We both had a crush on John. My best friend and I. We would follow him around the school yard, and spy on him and scream at him that we loved him or put him down and talk about him incessantly when he wasn’t around. We agreed that he was the cutest boy in school. He was the smartest boy in school. We would argue with him incessantly. I remember standing in the front corner of our school once for two hours after class had let out calling each others names and one upping each other and being smart asses. It was amazing. This round robin of aggressive flirting.
Even at that age I understood what a turn on this was. That this repartee was what made him the greatest boy in my eyes. It felt like love, it felt real. In science camp the three of us were seated near each other during dinner hour and we would spend hours making each other blush. Once we got John’s ears to turn bright red by saying the word “peach fuzz.” Once we made all of Anna turn bright red and she ran from the table and John and I high-fived each other. It was better than a kiss. I still remember his face that day.
He would tell me off and talk about what a loser I was and vice versa and then we would both bust out laughing. Once, only once, he slipped, and said something nice. And it was embarrassing for us both but then I was walking on top of the world.
In the sixth grade John was prescribed glasses and suddenly lost his sheen. He lost his confidence and we lost respect and the crush became embarrassing for everyone and Anna jumped ship, disowning her former crush, but we both secretly harbored those traces of want, we both hoped he’d spring back, come around, be the boy we wanted to want again. I asked the most popular boy in school to “go” with me and he said yes. I had something like a crush, but it was strategic, it was smart, it was more a crush on myself as the girlfriend of the most popular boy in school. It was a relief. It was status, it was something I didn’t have to think about except when I wanted to think about it and then it made me feel good.
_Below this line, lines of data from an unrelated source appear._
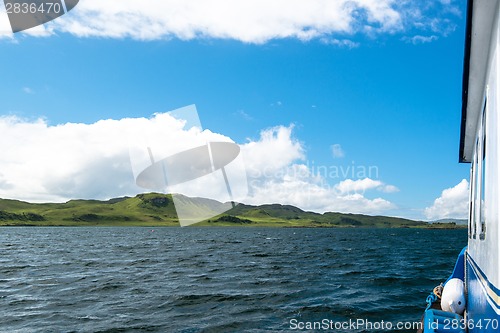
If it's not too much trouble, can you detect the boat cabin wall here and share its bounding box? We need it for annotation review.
[468,7,500,294]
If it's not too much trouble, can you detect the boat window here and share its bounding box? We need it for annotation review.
[469,154,477,239]
[479,100,486,239]
[469,136,480,239]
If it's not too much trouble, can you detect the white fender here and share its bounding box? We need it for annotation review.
[441,279,465,315]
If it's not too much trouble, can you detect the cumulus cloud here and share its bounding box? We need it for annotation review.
[0,0,456,43]
[403,35,439,45]
[335,178,399,194]
[241,126,396,214]
[424,179,469,220]
[0,114,395,214]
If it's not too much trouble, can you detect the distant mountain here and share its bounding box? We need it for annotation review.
[429,219,469,225]
[0,193,464,228]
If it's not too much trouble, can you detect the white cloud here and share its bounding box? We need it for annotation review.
[335,178,399,194]
[403,35,439,45]
[321,37,360,49]
[330,143,345,158]
[0,114,229,202]
[0,0,456,42]
[242,126,396,214]
[0,114,395,214]
[424,179,469,220]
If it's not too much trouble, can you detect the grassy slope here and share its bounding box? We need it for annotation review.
[0,193,462,228]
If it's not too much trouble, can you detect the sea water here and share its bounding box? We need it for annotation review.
[0,227,467,333]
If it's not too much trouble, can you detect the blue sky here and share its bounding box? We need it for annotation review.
[0,0,469,219]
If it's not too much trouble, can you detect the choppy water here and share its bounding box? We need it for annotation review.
[0,227,466,333]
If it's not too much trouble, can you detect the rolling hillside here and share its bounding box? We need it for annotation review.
[0,193,455,228]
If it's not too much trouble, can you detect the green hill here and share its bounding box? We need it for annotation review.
[0,193,462,228]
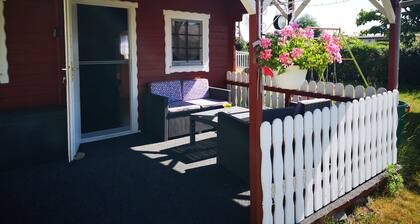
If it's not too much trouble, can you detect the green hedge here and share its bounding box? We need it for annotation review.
[329,41,420,89]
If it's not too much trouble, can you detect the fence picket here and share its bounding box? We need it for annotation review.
[322,107,331,206]
[314,109,322,211]
[370,95,378,177]
[284,116,295,223]
[344,85,354,98]
[381,92,388,170]
[366,86,376,96]
[365,96,372,180]
[359,99,366,183]
[330,105,338,201]
[260,122,273,224]
[386,91,394,164]
[345,102,353,192]
[392,90,399,164]
[304,111,314,216]
[294,114,305,223]
[376,94,383,174]
[352,100,359,188]
[338,103,346,196]
[273,119,284,224]
[355,85,365,99]
[334,83,344,96]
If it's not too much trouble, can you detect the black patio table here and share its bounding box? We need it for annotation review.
[190,106,249,144]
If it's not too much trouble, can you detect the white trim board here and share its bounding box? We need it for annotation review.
[0,0,9,84]
[163,10,210,74]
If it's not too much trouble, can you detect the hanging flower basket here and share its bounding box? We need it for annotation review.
[273,65,308,89]
[255,24,341,86]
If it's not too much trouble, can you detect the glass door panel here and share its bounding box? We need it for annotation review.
[77,5,130,137]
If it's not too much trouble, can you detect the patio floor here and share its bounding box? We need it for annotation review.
[0,132,249,224]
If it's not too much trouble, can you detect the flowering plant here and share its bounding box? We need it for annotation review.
[256,24,341,79]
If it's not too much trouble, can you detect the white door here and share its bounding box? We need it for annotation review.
[64,0,82,161]
[64,0,138,161]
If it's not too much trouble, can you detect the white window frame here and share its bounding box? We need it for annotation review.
[0,0,9,84]
[163,10,210,74]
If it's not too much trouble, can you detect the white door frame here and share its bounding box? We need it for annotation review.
[64,0,139,161]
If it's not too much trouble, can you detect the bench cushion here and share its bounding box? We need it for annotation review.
[187,98,229,108]
[149,80,182,102]
[168,101,200,113]
[182,79,209,101]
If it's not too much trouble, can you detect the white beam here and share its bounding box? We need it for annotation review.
[241,0,255,15]
[272,0,287,19]
[369,0,386,16]
[382,0,395,23]
[292,0,311,21]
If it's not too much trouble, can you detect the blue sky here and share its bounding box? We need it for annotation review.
[241,0,375,41]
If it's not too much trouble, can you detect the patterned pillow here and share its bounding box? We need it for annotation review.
[150,80,182,102]
[182,79,209,101]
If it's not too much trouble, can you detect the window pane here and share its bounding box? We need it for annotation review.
[188,49,201,61]
[188,21,201,35]
[172,34,187,48]
[172,20,187,34]
[172,48,187,61]
[188,36,201,48]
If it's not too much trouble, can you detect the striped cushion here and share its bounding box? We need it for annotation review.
[150,80,182,102]
[182,79,209,101]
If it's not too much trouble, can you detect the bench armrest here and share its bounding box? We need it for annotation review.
[143,93,168,141]
[209,87,230,102]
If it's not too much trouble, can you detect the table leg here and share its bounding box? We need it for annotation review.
[190,117,195,144]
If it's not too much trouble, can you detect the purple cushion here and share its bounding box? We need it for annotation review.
[168,101,200,112]
[182,79,209,101]
[187,99,229,108]
[150,80,182,102]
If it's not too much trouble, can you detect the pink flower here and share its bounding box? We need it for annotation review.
[290,23,299,30]
[262,66,273,77]
[279,53,292,66]
[302,27,314,39]
[291,48,303,59]
[260,38,271,49]
[259,49,272,60]
[280,25,294,37]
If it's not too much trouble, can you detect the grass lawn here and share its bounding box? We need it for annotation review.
[347,90,420,223]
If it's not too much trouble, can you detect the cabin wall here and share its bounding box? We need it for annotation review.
[0,0,65,110]
[137,0,244,92]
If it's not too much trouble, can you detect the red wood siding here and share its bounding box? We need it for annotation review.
[137,0,244,93]
[0,0,64,110]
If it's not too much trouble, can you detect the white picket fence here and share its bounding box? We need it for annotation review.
[226,72,386,108]
[236,51,249,68]
[260,89,399,224]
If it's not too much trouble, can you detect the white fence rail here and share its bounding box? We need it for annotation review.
[226,72,386,108]
[236,51,249,68]
[260,90,399,224]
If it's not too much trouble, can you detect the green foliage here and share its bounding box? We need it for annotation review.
[356,5,420,47]
[386,165,404,195]
[235,38,248,51]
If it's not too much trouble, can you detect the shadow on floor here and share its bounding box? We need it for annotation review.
[0,134,249,224]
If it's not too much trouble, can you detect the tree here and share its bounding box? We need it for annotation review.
[356,5,420,47]
[296,14,321,37]
[296,14,319,28]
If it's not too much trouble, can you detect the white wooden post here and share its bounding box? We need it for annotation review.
[294,114,305,223]
[260,122,273,224]
[322,107,331,206]
[284,116,295,223]
[273,119,284,224]
[330,105,338,201]
[314,109,322,211]
[304,111,314,216]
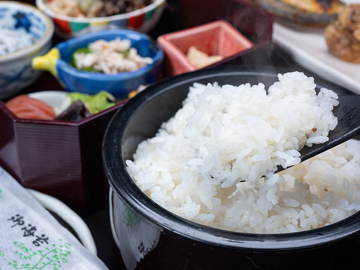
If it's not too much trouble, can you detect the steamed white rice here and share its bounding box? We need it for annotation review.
[126,72,360,233]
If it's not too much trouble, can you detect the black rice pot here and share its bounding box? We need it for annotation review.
[103,68,360,270]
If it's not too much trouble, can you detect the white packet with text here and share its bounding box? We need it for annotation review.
[0,167,108,270]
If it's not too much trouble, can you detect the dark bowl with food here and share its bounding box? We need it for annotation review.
[32,29,164,99]
[103,68,360,269]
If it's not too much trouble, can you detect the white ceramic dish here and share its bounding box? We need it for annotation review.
[26,189,97,255]
[273,0,360,94]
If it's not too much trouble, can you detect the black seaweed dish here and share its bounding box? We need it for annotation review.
[103,68,360,270]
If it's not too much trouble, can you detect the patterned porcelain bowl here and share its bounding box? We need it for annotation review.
[0,1,54,99]
[32,29,164,99]
[36,0,166,39]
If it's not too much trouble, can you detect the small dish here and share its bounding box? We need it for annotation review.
[273,14,360,94]
[32,29,164,99]
[0,1,54,99]
[26,188,97,256]
[158,20,254,75]
[36,0,166,39]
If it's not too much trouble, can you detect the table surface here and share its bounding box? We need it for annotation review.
[1,0,352,270]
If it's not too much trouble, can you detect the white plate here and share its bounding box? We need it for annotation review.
[273,0,360,94]
[26,188,97,255]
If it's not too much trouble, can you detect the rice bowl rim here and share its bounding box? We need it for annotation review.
[36,0,166,23]
[0,1,54,64]
[102,67,360,250]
No, it made me feel fine.
The only racing and bracing moment of our relationship was winning a swimming race in relay form, we made a good team. This was reasonably true.
We never argued, or discussed or bantered. We might have never spoken. We held hands, I wore his bracelet. And I suppose he was the cutest boy in school. Everyone said so. But in my heart of hearts I never ever believed it. I still knew who the cutest boy in school was. And I knew he knew me better and liked me more than my boyfriend ever would.

1 comment:

machine central said...

Oh, hey. That is incredibly insightful. A crush on yourself. Good.